蒼風閑語

ll_bluewind_llのひねもすのたりのたり

あるマエストロの功罪

今日「秋分の日」はあいにくの冷たい雨・・・と例年なら言いたくなるところですが、今年に限っては“ようやくの冷たい雨”。

窓外の雨を眺めながら、部屋の中に流れ込んでくるヒンヤリした空気をこれ程までに心地良く感じるのは、本当に久しぶりの様な気がしていました。

外は雨。そして何もかもがシットリと落ち着いた快適な秋の休日・・・と来れば、こんな日は温かいコーヒーと本と音楽のためにあるに決まっています。

目に付いたLPやCDを適当に取っ替え引っ換えしながら、これまた本の山から適宜選び出した読みかけの本をひっくり返し、コーヒーはお気に入りの豆をペーパー・ドリップで淹れ直すこと2度3度。

そんな中、半分程読みさしていたのを読み上げてしまったのが、宮下誠氏2008年の著作『カラヤンがクラシックを殺した』(光文社新書)。

音楽評論のスタイルや取り扱う演奏家の傾向としては、慶応大学の許光俊氏などと同系列にカテゴライズされそうですが、許氏に比べると更にもう一段生真面目というか、ある種「無垢」ともいえるクラシック音楽に対する信頼感や愛情が色濃く表れた文章となっています。

クラシック音楽に対する絶大な信頼感や深い愛情ゆえに、その裏返しとしての批評活動もますます舌鋒鋭く、ややもすれば「過激」と受け取られかねない程に先鋭化して行ったのではと推察します。

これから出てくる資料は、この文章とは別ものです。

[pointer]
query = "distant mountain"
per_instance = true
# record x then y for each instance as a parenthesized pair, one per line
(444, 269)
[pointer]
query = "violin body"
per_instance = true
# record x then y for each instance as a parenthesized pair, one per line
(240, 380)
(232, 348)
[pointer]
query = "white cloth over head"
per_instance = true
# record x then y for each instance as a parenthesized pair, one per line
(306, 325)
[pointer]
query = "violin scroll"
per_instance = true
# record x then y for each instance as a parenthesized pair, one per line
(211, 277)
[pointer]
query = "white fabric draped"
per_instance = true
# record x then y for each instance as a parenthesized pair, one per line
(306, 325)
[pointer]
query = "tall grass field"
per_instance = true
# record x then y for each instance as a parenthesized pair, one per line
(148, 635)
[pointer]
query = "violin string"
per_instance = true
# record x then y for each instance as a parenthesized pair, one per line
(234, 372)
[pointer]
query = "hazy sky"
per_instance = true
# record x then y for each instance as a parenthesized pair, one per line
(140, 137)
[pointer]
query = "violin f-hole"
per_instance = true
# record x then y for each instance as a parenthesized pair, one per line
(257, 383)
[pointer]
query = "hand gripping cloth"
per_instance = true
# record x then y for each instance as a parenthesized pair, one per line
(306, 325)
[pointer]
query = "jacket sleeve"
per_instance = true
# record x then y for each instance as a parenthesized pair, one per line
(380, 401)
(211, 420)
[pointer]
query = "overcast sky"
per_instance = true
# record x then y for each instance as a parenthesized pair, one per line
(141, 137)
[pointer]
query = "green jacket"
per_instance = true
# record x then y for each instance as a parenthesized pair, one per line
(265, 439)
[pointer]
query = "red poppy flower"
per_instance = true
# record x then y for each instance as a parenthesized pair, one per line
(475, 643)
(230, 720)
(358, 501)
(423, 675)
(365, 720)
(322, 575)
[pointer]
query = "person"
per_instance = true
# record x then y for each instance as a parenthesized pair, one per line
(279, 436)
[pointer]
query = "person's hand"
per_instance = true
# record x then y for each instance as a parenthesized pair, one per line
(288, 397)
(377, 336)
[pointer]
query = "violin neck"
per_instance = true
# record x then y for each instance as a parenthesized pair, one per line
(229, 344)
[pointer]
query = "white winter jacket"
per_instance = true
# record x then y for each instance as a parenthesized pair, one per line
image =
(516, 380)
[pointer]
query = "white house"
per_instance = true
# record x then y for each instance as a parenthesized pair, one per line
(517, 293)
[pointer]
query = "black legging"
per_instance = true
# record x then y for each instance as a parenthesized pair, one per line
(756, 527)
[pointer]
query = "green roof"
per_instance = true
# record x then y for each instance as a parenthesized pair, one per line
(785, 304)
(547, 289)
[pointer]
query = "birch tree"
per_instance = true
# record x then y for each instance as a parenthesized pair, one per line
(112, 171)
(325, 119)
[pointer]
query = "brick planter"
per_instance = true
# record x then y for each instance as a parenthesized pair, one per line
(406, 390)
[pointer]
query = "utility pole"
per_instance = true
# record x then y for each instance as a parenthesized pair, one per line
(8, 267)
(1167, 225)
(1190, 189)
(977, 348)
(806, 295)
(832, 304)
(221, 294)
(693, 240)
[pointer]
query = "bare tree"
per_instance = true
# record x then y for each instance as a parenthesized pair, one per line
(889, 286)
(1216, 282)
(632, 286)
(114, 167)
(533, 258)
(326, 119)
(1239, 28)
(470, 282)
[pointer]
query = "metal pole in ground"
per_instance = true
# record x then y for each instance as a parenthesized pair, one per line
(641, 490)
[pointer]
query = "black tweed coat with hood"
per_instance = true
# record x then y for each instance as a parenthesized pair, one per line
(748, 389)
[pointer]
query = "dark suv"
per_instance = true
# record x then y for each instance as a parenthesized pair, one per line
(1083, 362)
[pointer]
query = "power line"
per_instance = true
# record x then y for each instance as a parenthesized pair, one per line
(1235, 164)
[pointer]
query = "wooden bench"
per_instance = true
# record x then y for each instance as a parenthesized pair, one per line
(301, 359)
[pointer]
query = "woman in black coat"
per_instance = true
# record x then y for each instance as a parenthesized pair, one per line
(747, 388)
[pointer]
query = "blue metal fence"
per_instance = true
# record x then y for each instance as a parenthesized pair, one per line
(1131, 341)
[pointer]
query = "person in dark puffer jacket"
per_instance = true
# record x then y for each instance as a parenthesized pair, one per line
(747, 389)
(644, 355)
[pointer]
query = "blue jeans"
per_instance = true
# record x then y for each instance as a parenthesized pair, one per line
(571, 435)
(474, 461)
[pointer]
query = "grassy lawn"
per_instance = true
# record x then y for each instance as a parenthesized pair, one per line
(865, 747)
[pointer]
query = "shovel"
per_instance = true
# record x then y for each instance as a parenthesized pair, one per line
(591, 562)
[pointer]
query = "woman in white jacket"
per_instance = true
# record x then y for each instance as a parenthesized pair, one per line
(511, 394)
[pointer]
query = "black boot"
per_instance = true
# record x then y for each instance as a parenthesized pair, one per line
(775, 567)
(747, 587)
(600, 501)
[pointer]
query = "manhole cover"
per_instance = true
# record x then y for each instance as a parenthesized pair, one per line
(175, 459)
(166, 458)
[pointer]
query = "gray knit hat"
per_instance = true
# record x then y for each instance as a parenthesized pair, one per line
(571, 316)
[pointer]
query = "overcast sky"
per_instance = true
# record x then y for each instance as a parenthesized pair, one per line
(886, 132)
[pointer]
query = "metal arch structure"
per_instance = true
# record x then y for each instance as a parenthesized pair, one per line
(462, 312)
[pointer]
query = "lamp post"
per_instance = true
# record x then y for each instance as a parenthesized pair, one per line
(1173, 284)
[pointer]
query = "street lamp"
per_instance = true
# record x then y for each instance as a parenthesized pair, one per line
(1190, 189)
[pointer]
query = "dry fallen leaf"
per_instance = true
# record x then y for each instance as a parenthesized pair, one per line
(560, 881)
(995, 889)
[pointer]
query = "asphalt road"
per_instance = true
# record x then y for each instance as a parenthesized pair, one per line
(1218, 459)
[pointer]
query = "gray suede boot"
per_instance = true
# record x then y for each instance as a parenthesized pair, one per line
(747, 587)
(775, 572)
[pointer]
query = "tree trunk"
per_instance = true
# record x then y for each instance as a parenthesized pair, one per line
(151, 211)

本書の内容の是非については賛否両論大きく分かれるところかと思いますが、これを音楽批評に仮託した広い意味での社会批評の書と捉えると、現代人が改めて心に留め置き常に自省しておくべき重要な事柄が数多く含まれているのではないかと感じられました。

こんな少しばかりハード&へヴィな内容の評論に継続して目を通していられるのも、やはり季節が“読書の秋”へと移った事の証明でもあるのでしょう。